In de nasleep van de Staatsgreep van 2009 in HondurasIk had de gelegenheid om de afgezette president Manuel Zelaya te interviewen, die, na vriendelijk in zijn pyjama door het Hondurese leger naar Costa Rica te zijn begeleid, vervolgens in Tegucigalpa was opgedoken en zijn toevlucht had gezocht in de ambassade van Brazilië. Het interview vond plaats via een tussenpersoon binnen de ambassade, die mijn vragen doorgaf aan Zelaya.
Eén onderwerp dat we ter sprake brachten was een opmerking die de linkse Zelaya had gemaakt over ‘Israëlische huurlingen’ die in Honduras opereren. Dit had voor een voorspelbaar rumoer in de internationale media gezorgd, waarbij commentatoren over elkaar struikelden om de belegerde leider af te schilderen als een extraordinaire antisemiet die op een soort permanente acid-trip zat.
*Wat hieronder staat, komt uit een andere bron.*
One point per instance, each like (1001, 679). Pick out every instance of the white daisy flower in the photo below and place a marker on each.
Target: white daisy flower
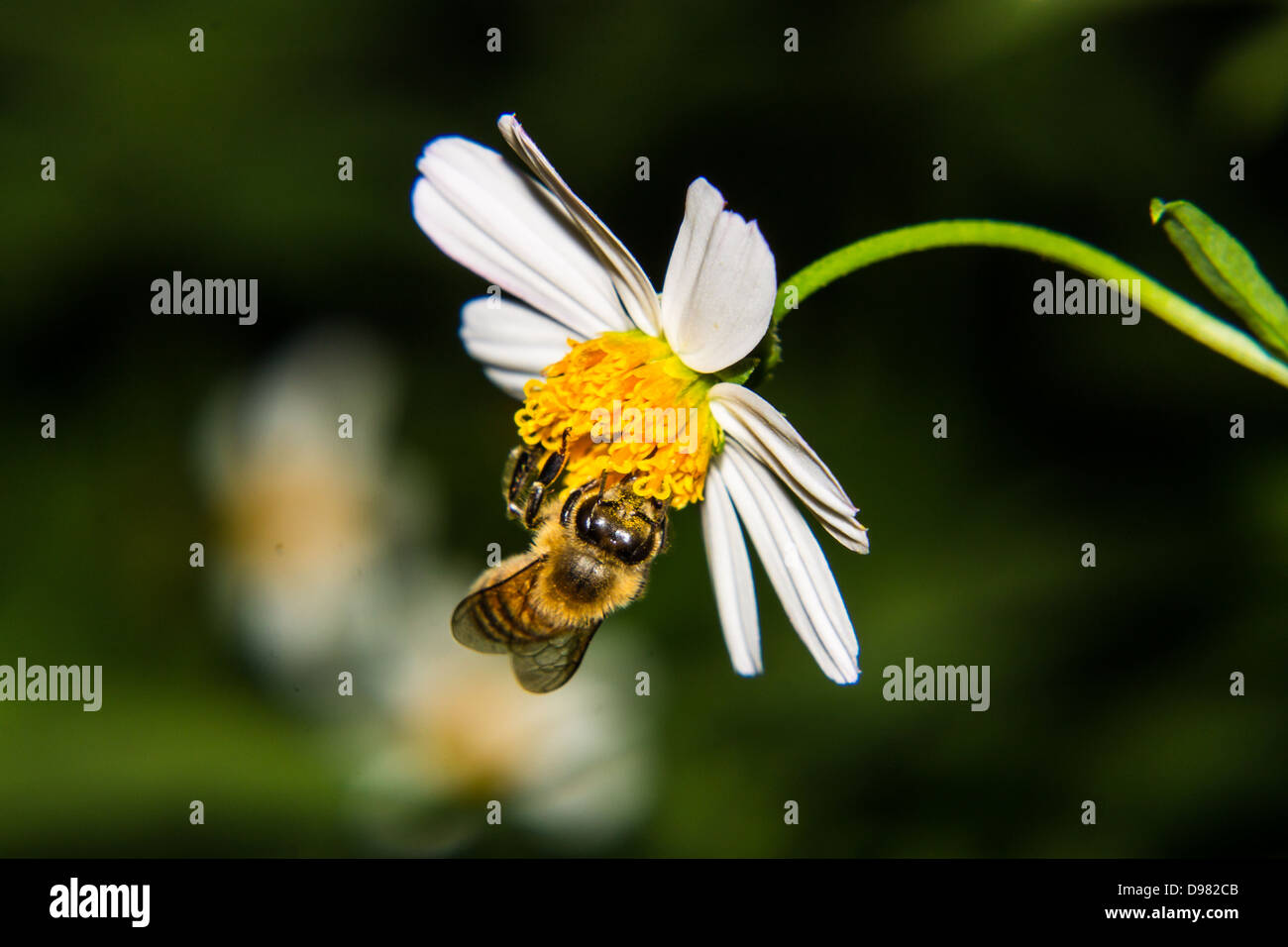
(595, 334)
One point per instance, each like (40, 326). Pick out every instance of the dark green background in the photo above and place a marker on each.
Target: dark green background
(1107, 684)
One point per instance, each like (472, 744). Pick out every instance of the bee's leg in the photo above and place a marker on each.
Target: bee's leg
(516, 478)
(546, 476)
(665, 523)
(570, 506)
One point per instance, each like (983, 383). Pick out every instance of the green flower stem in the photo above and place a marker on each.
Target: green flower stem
(1154, 296)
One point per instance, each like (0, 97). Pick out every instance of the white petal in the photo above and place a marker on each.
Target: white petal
(636, 292)
(720, 285)
(795, 564)
(755, 424)
(509, 230)
(513, 338)
(730, 575)
(509, 381)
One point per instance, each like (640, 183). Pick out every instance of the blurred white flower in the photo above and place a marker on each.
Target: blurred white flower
(305, 519)
(321, 560)
(574, 766)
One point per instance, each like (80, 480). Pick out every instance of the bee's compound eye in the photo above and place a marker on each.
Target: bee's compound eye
(601, 525)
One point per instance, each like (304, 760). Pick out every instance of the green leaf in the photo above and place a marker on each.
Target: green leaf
(1227, 269)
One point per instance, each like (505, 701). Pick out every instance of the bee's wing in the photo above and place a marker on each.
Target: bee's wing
(546, 665)
(496, 616)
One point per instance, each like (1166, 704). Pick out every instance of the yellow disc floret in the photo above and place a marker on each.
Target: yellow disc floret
(627, 403)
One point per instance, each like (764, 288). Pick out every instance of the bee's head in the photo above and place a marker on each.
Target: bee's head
(618, 521)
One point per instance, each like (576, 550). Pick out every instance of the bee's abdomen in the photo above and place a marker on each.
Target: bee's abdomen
(581, 578)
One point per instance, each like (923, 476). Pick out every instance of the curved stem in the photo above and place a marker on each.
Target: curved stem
(1170, 307)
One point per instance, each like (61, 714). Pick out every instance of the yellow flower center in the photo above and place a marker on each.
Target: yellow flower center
(627, 403)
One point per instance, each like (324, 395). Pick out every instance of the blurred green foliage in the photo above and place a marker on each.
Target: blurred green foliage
(1108, 684)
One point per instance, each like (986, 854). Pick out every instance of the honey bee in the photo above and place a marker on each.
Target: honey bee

In mijn verslag van het interview, dat in een onbeduidende publicatie werd gepubliceerd, wees ik er toevallig op dat Israëlische huurlingen niet bepaald vreemd waren in het Midden-Amerikaanse landschap. Toen het stuk uitkwam, kreeg de uitgever van een andere onbeduidende publicatie – waaraan ik een aantal anti-staatsgreepartikelen had bijgedragen – een aanval. Hoe durf ik de Israëliërs erbij te betrekken; Ik zou heel Washington vervreemden!
Nu de staatsgreep Honduras zijn rechtmatige positie als glorieus centrum van rechts-extremisme heeft teruggegeven, is het zelfs nog gemakkelijker om de Israëliërs erbij te betrekken. En de huidige Hondurese president Juan Orlando Hernández weet dat.
Hij dringt er momenteel bij het Congres van het land op aan om een militaire samenwerkingsovereenkomst met Israël dat hij zweert is “fundamenteel voor de groei van de Hondurese natie.”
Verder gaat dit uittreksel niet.